Monday, February 07, 2005

Web design and digital reference

Despite my best efforts to try to get regular postings here about chat, I'm finding myself more focussed in my library work lately on issues relating to web design. I am currently on a committee at my library to oversee the redesign of our library's web site. As you can see from my subscriptions to feeds in Bloglines, I'm paying a lot of attention these days to web design blogs. In fact, I follow nearly as many web design blogs as I do library blogs.

I've been thinking lately about how the topic of library web site design intersects with chat reference services. Here's some quick thoughts.

If your library is in a cooperative reference service, your library web site better be as up to date and informative as possible; if a librarian from another library in your cooperative is trying to help one of your patrons, that librarian has only your library web site (and maybe some cooperative documentation) to go on. You don't really have much of a right to complain about how your library's patrons are misinformed by coop librarians if your library web site is incomplete.
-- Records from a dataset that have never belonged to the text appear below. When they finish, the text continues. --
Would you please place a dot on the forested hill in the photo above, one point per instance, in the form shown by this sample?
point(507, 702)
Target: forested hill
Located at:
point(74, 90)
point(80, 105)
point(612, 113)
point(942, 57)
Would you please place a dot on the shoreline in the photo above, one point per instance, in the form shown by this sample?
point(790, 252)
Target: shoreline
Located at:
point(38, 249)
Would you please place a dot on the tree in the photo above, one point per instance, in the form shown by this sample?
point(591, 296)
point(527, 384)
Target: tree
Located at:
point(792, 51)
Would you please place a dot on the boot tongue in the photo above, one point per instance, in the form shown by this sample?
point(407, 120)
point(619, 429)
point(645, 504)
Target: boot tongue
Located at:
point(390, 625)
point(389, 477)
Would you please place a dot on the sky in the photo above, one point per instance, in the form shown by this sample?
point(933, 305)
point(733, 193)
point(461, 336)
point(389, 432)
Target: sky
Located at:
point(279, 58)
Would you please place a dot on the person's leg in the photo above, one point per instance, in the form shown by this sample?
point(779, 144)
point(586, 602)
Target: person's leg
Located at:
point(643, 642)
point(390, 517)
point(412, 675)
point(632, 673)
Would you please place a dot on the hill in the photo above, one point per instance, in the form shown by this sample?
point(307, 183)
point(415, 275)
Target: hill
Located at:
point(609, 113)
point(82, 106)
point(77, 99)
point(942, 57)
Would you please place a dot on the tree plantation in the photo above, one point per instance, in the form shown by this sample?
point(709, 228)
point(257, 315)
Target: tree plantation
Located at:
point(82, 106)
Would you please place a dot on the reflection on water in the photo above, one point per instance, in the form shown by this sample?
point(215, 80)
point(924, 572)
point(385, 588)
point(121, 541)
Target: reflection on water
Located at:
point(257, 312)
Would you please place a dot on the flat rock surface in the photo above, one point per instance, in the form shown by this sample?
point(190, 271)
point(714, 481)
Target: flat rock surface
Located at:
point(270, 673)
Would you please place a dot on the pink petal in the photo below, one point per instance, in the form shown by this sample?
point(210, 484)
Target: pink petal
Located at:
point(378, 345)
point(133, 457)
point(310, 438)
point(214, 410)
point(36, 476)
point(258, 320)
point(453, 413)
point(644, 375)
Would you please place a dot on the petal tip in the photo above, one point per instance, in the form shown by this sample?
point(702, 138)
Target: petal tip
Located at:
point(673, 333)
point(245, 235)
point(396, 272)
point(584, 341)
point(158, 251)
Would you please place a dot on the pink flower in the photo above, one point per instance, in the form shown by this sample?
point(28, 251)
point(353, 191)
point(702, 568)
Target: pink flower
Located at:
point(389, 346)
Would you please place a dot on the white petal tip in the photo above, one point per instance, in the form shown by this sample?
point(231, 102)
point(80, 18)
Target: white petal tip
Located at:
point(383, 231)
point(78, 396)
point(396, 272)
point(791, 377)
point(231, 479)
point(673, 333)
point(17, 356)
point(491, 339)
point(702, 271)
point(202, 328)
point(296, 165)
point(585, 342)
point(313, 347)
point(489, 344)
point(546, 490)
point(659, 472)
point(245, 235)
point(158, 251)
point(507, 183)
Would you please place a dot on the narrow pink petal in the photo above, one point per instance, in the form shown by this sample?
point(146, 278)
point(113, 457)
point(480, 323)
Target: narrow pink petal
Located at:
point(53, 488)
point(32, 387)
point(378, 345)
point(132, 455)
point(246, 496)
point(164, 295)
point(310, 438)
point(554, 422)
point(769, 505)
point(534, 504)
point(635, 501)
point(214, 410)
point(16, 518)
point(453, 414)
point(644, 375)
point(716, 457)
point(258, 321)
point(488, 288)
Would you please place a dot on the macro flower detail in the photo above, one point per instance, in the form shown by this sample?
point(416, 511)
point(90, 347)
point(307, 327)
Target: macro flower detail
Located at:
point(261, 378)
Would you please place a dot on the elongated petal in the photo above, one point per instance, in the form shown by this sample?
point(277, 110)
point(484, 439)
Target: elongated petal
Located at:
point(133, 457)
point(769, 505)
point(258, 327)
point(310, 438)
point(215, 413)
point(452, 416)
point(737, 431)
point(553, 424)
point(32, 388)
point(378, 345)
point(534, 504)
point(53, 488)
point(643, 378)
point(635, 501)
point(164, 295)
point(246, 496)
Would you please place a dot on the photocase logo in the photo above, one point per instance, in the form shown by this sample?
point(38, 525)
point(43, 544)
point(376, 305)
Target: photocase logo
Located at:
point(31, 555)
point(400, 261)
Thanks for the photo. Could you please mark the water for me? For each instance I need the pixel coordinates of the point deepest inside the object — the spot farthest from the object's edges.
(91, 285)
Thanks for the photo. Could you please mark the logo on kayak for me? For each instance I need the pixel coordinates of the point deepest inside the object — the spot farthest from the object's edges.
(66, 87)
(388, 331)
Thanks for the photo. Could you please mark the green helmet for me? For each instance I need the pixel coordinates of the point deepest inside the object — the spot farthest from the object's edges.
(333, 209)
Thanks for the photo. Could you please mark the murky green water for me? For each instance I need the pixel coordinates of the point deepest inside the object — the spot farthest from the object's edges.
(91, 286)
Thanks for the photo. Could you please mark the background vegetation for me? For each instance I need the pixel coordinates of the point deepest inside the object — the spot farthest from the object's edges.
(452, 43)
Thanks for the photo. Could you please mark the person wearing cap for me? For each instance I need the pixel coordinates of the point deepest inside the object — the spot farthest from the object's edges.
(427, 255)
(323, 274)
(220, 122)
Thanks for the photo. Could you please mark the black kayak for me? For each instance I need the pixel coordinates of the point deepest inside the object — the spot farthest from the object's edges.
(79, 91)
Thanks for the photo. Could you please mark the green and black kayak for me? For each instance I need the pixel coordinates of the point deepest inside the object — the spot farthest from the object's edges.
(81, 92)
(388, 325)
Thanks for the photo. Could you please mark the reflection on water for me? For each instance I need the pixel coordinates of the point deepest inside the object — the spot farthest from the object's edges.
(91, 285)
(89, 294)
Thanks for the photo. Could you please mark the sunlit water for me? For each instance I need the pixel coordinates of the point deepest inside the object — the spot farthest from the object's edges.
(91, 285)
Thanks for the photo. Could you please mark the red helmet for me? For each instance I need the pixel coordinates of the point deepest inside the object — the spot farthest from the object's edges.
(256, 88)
The link to the chat and e-mail service should be accessible from the home page. Our current library web site makes you click on the Ask a Librarian link just to get to a page where you then can click the chat button to get started. It would be ideal if that chat button and the e-mail button were available on the home page rather than on a separate page. From what I've been reading lately about the way most people navigate web sites, users typically click on a link on a home page that looks promising to them; if that link doesn't have what they want, then they click the back button (as opposed to the far more rare behavior of using the site's navigation to get to where they want to go). So if a patron clicks a link on your home page for "Reserves" thinking that the page will come up is going to allow them to place a hold on a book, that person will then click the back button to return to the home page, which is just where you'd want to have a prominent link to a live reference service that indicates, "Hey, we're here right now...we can help you...come on, click this link to chat with us now...really!"

If you've got a site with frames, redesign it...fast. One of the great things about digital reference is being able to send via e-mail or chat (on in a chat transcript) links to relevant web pages on your library site. If you've got a frame-based site, chances are those links will be to the navigational frame and not the specific page you really want the user to see. Our library site has got frames now; I can't wait to see them go.

You can learn a lot about the problems in the design of your library web site if you examine your chat transcripts and e-mail questions closely. There are, of course, many other ways to find out how your patrons are using or mis-using your library web site (surveys, focus groups, examine site statistics, etc.). But if you're already running a digital reference service, you've got evidence of where users haven't been able to figure things out for themselves.

It's great to have an icon or graphic for your chat service that jumps off the page and can't be missed by your users. As an example of a well-designed icon, see the Questions icon on the home page for the UCLA Library.